Anticipato dai singoli Who, Kinshasa e Stage One esce Flow, secondo album dei Black Flowers Cafe. Un itinerario sonoro che rincorre echi indie e sfumature dream pop.
Black Flowers Cafe traccia per traccia
Dopo una rapida Intro si parte con Keep It Up, che sa di new wave ma dal lato melodico e neoromantico.
Più agile la seguente Who, quasi adatta al dancefloor e comunque ricca di un ritmo molto vivo.
Si procede con Out of Breath, che può contare su un drumming molto incalzante e su orizzonti sonori che si fanno vasti.
Scelta fra i singoli, Kinshasa si distingue per una certa malinconia di fondo ma anche per l’andamento regolare ma in crescita.
Si cambia zona del mondo con Caribe, aperta da ritmi di batteria e poi aperta a influenze vagamente tex-mex.
Carenze di fiducia e nuove malinconie affiorano da Never Trust Me. Molto più decisi i modi di Cocktail Party, che sottolinea le affinità con il rock/pop internazionale e rende le dinamiche più spigolose.
Scorre l’acqua per Up the River, che ha movimenti di risalita e un movimento insistente, in contrasto con la vocalità leggera.
Sale una certa malinconia da January, mentre il disco si chiude su note d’impatto con Stage One, canzone da corsa e da inseguimento.

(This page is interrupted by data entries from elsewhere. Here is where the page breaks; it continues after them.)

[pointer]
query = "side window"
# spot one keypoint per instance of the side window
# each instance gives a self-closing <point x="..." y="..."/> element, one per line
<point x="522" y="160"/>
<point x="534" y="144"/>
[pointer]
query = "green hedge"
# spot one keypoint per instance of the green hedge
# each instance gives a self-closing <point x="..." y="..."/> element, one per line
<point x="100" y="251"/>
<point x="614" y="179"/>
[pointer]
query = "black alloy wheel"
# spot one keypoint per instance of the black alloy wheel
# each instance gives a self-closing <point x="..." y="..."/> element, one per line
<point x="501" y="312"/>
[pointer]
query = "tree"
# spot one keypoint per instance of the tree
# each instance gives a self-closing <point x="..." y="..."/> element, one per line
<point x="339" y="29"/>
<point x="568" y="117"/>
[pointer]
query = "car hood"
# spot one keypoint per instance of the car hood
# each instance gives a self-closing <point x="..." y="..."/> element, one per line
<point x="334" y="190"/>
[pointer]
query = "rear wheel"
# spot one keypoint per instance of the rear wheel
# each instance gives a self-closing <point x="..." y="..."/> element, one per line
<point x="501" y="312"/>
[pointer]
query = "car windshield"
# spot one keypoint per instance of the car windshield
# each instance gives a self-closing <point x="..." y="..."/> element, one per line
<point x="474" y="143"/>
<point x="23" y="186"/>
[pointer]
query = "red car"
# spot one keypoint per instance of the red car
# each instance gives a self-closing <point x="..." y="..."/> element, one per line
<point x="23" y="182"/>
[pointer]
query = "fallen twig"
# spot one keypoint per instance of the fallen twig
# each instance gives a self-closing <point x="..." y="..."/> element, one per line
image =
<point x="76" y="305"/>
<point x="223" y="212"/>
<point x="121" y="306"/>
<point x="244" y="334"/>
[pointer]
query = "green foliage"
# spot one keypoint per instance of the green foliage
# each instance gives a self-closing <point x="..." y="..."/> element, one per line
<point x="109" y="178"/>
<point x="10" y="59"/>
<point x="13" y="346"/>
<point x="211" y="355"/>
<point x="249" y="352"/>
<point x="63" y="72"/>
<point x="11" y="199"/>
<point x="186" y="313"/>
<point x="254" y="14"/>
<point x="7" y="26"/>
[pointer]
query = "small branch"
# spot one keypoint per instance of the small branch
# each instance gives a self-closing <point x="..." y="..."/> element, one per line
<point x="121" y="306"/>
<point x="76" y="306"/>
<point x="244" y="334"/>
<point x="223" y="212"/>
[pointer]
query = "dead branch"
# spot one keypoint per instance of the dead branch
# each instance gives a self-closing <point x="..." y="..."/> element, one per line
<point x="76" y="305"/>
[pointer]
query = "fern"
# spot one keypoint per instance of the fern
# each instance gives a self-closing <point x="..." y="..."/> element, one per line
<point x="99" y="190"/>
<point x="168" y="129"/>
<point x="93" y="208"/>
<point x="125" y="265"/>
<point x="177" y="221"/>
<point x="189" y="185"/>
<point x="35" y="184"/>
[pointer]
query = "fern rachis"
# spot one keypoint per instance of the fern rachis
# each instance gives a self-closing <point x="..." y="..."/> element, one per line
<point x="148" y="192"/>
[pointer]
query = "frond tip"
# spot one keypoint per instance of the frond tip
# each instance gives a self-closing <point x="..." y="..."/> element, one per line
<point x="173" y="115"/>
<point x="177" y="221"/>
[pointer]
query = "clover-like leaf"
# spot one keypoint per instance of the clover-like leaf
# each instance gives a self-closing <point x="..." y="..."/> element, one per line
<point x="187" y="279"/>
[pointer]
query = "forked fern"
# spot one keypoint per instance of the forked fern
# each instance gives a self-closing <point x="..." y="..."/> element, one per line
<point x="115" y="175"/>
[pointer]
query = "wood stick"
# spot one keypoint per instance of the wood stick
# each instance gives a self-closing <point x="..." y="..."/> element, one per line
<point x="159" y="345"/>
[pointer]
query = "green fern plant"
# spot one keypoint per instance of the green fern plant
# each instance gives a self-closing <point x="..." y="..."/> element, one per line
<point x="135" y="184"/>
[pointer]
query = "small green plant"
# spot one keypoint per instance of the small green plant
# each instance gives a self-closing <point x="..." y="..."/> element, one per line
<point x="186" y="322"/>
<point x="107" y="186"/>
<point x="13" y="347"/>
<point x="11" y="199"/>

Posto che la pagina Facebook della band riporta un inquietante “Thank You 2010-2020”, che può suonare a celebrazione dei dieci anni di attività ma anche a chiusura dell’esperienza, il disco dei Black Flowers Cafe convince per sonorità e intensità, con qualche piccola vetta e una qualità omogenea per tutto il lavoro.